Tradisi Rasulan juga diartikan sebagai hari raya ketiga selain Idul Fitri dan Idul Adha
oleh masyarakat Gunungkidul. Rasulan ini mirip dengan tradisi Lebaran, di mana seseorang
datang ke tempat kerabat untuk bersilahturahmi dan menikmati hidangan spesial yang
disediakan oleh sang pemilik rumah. Kegiatan makan bersama untuk para tamu di rumah
pemilik adalah salah satu wadah bagi orang-orang Gunungkidul untuk menumbuhkan
semangat kekeluargaan dan memperkuat persaudaraan antar warga.

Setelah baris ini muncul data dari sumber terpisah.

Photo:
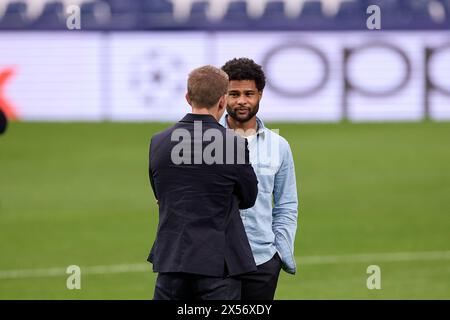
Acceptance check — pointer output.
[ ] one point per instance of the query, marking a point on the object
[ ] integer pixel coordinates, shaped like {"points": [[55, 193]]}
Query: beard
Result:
{"points": [[243, 118]]}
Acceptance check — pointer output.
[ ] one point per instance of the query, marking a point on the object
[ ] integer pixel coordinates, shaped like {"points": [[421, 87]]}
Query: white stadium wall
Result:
{"points": [[141, 76]]}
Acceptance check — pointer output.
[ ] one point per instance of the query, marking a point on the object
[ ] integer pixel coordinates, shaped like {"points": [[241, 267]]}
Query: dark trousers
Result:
{"points": [[185, 286], [261, 285]]}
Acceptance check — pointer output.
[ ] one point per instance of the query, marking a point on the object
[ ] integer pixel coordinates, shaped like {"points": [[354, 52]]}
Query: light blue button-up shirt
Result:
{"points": [[272, 223]]}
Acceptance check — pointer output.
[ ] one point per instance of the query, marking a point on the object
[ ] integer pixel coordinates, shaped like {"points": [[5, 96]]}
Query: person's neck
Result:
{"points": [[204, 111], [249, 127]]}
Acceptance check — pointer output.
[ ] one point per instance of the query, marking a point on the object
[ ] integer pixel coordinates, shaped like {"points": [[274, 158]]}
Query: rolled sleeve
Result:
{"points": [[285, 211]]}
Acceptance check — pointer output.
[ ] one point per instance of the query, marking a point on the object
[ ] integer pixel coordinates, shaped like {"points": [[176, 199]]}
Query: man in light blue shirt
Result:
{"points": [[272, 223]]}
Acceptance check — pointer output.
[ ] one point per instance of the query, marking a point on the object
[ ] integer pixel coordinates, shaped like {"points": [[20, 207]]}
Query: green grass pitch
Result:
{"points": [[78, 193]]}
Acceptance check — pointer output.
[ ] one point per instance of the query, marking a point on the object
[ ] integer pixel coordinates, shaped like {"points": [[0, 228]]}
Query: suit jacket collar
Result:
{"points": [[191, 117]]}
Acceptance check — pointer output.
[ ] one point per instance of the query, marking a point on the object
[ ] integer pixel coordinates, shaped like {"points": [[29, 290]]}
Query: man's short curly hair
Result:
{"points": [[245, 69]]}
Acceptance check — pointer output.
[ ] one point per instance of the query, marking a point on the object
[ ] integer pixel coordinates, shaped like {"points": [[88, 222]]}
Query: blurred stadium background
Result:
{"points": [[366, 113]]}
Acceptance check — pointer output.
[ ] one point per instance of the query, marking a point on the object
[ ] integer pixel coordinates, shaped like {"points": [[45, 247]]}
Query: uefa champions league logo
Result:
{"points": [[157, 77]]}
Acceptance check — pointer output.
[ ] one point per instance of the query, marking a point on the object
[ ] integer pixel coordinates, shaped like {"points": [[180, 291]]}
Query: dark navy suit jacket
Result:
{"points": [[3, 122], [200, 230]]}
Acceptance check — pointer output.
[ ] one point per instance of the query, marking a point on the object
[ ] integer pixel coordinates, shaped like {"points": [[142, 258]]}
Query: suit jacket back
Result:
{"points": [[200, 230]]}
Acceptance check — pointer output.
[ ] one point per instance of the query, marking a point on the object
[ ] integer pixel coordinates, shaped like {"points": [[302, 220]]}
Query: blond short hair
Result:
{"points": [[206, 85]]}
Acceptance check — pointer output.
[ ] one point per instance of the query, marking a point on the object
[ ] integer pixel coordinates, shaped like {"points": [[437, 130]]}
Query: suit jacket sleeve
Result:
{"points": [[150, 172], [247, 184]]}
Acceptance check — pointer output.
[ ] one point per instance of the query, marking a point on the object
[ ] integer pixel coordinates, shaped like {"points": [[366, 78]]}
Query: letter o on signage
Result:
{"points": [[350, 54], [298, 92]]}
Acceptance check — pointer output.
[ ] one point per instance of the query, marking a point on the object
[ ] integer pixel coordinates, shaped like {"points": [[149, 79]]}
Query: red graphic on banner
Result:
{"points": [[5, 105]]}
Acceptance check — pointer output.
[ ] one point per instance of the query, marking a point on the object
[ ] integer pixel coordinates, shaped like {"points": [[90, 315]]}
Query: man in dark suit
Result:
{"points": [[3, 122], [201, 176]]}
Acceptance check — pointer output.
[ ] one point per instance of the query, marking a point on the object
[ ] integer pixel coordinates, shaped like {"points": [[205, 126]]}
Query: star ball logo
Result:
{"points": [[156, 77]]}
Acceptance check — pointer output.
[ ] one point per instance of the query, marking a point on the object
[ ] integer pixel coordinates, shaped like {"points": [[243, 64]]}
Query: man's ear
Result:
{"points": [[187, 99]]}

Semangat kebersamaan dan gotong royong terlihat dalam tradisi Rasulan di mana
semua kebutuhan mereka ditanggung bersama. Mulai dari persiapan hingga pelaksanaan
serangkaian kegiatan dikerjakan bersama-sama dan saling membantu demi kelancaran tradisi
Rasulan ini. Masyarakat Gunungkidul bersedia mempraktikkan rasa senasib
‘sepenanggungan’, sehingga rasa kebersamaan ini mampu mengatasi semuanya termasuk
beban biaya perayaan Rasulan. Keluarga di Gunungkidul, terutama di desa-desa dan dusun
selalu mengingatkan kepada anaknya untuk selalu berbagi, dengan cara menggundang
teman-temannya untuk makan di rumahnya saat perayaan tradisi Rasulan tersebut
diselenggarakan. Nilai karakter yang dapat diperoleh dari sini adalah ketulusan, penerimaan,
dan kepedulian terhadap orang lain.
Sikap toleransi antar masyarakat itu diwujudkan dalam pelaksanaan tradisi rasulan,
seperti saat umat Islam mengadakan pengajian yang dilaksanakan sebelum kegiatan tradisi
rasulan. Kemudian bagi umat beragama lain diberikan waktu atau kesempatan untuk
mengadakan renungan. Hal tersebut merupakan sikap toleransi masyarakat. Masyarakat
saling menghormati perbedaan diantara mereka dengan memberikan kesempatan bagi
masyarakat lainnya untuk melaksanakan kegiatan sesuai dengan agamanya. Sehingga
pelaksanaan tradisi Rasulan menjadi tali pengikat masyarakat yang memiliki berbagai
perbedaan karena Rasulan tidak dimiliki oleh umat Islam saja, melainkan milik masyarakat
yang beragama lain juga.
SIMPULAN
Dalam tradisi Rasulan terkandung nilai-nilai karakter yang dapat dipraktikkan oleh
setiap orang dalam kehidupan masyarakat. Nilai-nilai ini mencakup tanggung jawab, rasa
terima kasih, ketulusan, kerja sama, menyetujui, dan peduli. Nilai karakter diwariskan kepada
individu dalam masyarakat melalui pemasyarakatan warganya.